BioCryst Pharma Presents New Long-term Data Demonstrating Consistently High Attack-free Status Among Hereditary Angioedema Patients with ORLADEYO

BioCryst (NASDAQ:BCRX) Pharmaceuticals, Inc. (Nasdaq: BCRX) today announced new data from the APeX-S clinical trial, which evaluated oral, once-daily ORLADEYO (berotralstat) for the prophylactic treatment of hereditary angioedema (HAE), showing sustained reduction in disease burden for patients across multiple subgroups through 96 weeks of treatment. The data are being presented at the 13th C1-inhibitor Deficiency & Angioedema Workshop, which is being held in Budapest, Hungary, from May 4-7, 2023.

We continue to generate evidence that further strengthens confidence in ORLADEYO as a safe, effective and more convenient therapeutic option for people living with HAE. These data demonstrate how our oral, once-daily prophylactic treatment can consistently help patients spend more of their days without disruption from HAE attacks, regardless of their age, gender and experience with prior prophylactic treatment, including among pediatric patients aged 12-17. These additional analyses of long-term data reflect our continued commitment to define the potential benefits and bring ORLADEYO to as many HAE patients around the world as possible, said Dr. Ryan Arnold, chief medical officer of BioCryst.

BioCryst C1-inhibitor Deficiency & Angioedema Workshop Presentation Highlights

The oral presentation at the C1-inhbitor Deficiency & Angioedema Workshop will include post-hoc analyses from the APeX-S clinical study. APeX-S was a Phase 2, open label, international study evaluating the safety and effectiveness of ORLADEYO 110 mg and 150 mg once daily (QD) in patients with HAE Type I or Type II for up to 96 weeks in the United States and 240 weeks in all other countries. Overall, treatment-emergent adverse events (TEAEs) reported in APeX-S were mild and transient, indicating that ORLADEYO was generally well tolerated.

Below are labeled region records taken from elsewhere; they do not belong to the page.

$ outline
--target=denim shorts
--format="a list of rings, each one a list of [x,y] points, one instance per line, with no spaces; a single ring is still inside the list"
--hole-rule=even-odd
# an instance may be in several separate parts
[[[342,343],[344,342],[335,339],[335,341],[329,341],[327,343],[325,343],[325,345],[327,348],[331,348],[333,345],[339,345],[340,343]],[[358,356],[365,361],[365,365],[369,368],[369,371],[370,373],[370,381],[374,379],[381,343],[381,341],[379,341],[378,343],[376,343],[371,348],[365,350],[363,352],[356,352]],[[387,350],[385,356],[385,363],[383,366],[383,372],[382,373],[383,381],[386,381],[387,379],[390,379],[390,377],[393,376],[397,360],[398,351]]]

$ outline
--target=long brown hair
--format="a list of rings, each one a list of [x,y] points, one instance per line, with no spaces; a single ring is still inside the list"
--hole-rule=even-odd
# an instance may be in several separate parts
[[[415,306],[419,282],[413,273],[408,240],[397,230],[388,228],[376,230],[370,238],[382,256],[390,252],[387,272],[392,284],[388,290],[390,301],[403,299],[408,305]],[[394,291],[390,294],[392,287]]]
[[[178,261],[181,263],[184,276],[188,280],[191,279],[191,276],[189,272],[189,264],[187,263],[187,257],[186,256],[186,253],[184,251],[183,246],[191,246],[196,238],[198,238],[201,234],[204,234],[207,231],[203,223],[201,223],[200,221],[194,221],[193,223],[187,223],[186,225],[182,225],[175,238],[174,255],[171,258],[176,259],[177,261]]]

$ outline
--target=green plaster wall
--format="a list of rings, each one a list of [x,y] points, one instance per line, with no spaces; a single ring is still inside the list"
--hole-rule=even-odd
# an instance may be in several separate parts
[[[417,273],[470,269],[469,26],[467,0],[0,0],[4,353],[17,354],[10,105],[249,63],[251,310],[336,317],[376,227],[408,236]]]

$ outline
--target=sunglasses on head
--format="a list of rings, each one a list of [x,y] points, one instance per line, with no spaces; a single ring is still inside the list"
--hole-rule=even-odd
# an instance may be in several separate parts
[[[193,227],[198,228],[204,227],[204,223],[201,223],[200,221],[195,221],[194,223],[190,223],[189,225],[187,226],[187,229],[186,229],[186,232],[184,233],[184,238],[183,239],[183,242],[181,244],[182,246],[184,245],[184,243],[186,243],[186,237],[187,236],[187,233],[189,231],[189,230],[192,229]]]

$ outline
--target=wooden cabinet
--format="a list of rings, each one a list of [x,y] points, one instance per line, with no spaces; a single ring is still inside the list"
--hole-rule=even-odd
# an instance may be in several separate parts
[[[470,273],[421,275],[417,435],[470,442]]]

Attack-free status across subgroups of patients with hereditary angioedema after 96 weeks of berotralstat treatment: results from the APeX-S trial; Saturday, May 6, 8:00-8:15 am CEST

This analysis assessed the attack-free status of patients receiving ORLADEYO 150 mg through 96 weeks in APeX-S (n=287), stratified by baseline age, gender, and prior HAE prophylaxis treatment. The three subgroups included patients who were 12-17 (n=23), 18-64 (n=253) and 65 years of age (n=11), female (n=180) and male (n=107) and had prior experience with androgens (n=142) or C1-inhibitors (n=105).

Overall, a reduction in mean adjusted HAE attack rates was observed compared to Weeks 0-24 in patients treated with ORLADEYO 150 mg QD. Mean adjusted HAE attack rates decreased from 1.08 from Weeks 0-24 (n=287) to 0.69 and 0.59 from Weeks 25-48 (n=214) and Weeks 49-96 (n=158), respectively.

Attack-free status was consistently high through 96 weeks of treatment with ORLADEYO 150 mg regardless of patients age, gender and prior prophylactic treatment.

Patients aged 12-17, 18-64 and 65 remained attack free an average of 97, 94 and 98 percent of days, with a mean (SEM) of 196.8 (30.4), 99.3 (9.5) and 275.9 (104.4) days and a maximum duration of 461, 1,101 and 1,182 days between attacks, respectively.

Female patients remained attack free an average of 94 percent of days, with a mean (SEM) of 106 (11.8) days and a maximum duration of 1,182 days between attacks. Male patients remained attack free an average of 94 percent of days, with a mean (SEM) of 127.2 (17.4) days and a maximum duration of 1,101 days between attacks.

Patients who had prior treatment with androgens remained attack free an average of 93 percent of days, with a mean (SEM) of 87.1 (12.7) days and a maximum duration of 1,026 days between attacks. Patients who had prior treatment with C1-inhibitors remained attack free an average of 91 percent of days, with a mean (SEM) of 75.8 (9.8) days and a maximum duration of 584 days between attacks.

Long-term prophylaxis with ORLADEYO 150 mg led to a durable treatment effect and sustained reduction in disease burden through 96 weeks of treatment regardless of baseline characteristics including patients age, gender and prior prophylactic treatment.